The order in which you do your exercises effect the muscles you fatigue, and that in turn effects how much you can lift. The general rule is to do the heavy lifting (big muscle exercises) first, then smaller muscles after.
If you’re doing a weights/cardio split or have cardio anywhere near a day of lifting, you want to put the lifting first. Extensive cardio can fatigue muscle, wear away at muscle gains, and sap strength. You don’t want that a day before a day of compound movements. Set yourself up for success and do heavy movements first as it will add muscle that can actually help you in your cardio. Anyone who has ran a day after lifting knows the extra muscle mass gives you a pep in your step, unfortunately it doesn’t work the other way around.

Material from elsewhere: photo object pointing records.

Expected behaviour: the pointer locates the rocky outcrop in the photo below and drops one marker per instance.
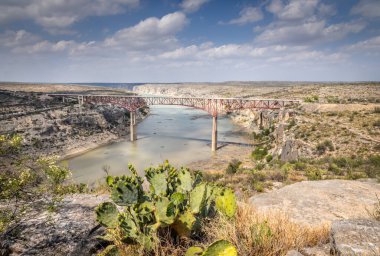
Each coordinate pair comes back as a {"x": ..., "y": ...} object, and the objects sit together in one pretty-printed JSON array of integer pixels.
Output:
[
  {"x": 49, "y": 126},
  {"x": 71, "y": 230},
  {"x": 289, "y": 151},
  {"x": 355, "y": 237},
  {"x": 316, "y": 202}
]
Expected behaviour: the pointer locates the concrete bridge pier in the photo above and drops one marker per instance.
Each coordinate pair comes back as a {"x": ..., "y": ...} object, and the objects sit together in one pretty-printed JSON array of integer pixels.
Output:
[
  {"x": 214, "y": 135},
  {"x": 132, "y": 121}
]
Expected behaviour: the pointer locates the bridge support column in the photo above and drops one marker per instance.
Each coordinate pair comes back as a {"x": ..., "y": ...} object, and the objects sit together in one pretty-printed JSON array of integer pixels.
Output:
[
  {"x": 214, "y": 135},
  {"x": 132, "y": 121}
]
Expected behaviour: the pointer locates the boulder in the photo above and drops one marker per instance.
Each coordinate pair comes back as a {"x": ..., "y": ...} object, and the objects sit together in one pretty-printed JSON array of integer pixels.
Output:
[
  {"x": 71, "y": 230},
  {"x": 315, "y": 202},
  {"x": 289, "y": 151},
  {"x": 355, "y": 237}
]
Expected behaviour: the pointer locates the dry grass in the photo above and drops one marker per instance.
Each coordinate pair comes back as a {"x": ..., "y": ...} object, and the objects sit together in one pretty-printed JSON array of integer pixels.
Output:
[
  {"x": 270, "y": 234},
  {"x": 375, "y": 211},
  {"x": 252, "y": 233}
]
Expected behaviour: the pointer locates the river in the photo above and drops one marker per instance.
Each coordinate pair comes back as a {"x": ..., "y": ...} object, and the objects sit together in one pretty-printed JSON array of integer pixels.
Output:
[{"x": 179, "y": 134}]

In regards to which body parts to hit first. You want to concentrate on the big muscle group exercises first and then the smaller groups after. For example, if your set consists of deadlifts, shoulder presses, and triceps extensions, you want to do the deadlifts and shoulder press first, and then the triceps. The reasoning behind this is that isolation exercises tire out the smaller muscles which take away from compound mass building exercises. When you can’t perform these exercises to their full potential, you take away from your over gains and muscle mass. Get it?
Another golden rule is to put free weights before exercise machines. As well all know, free weight exercises tend to put more of a strain on the body because not only do you have to move the weight in one motion but because there’s nothing supporting the weight your body also has to balance and coordinate. Great way to get shredded. This makes dumbbell/barbell exercises slightly harder, meaning you require the most energy and strength to perform these exercises at your max lift. Free weights first, then machines, that’s the rule.
To be honest, these supposedly hard and fast rules are highly pliable. Depending on your genetics and the training you’re use to, it’s not a crime to mix and match. Try it our way and then personalize your lineup to craft your perfect physique. What muscle group is the toughest for you to build up?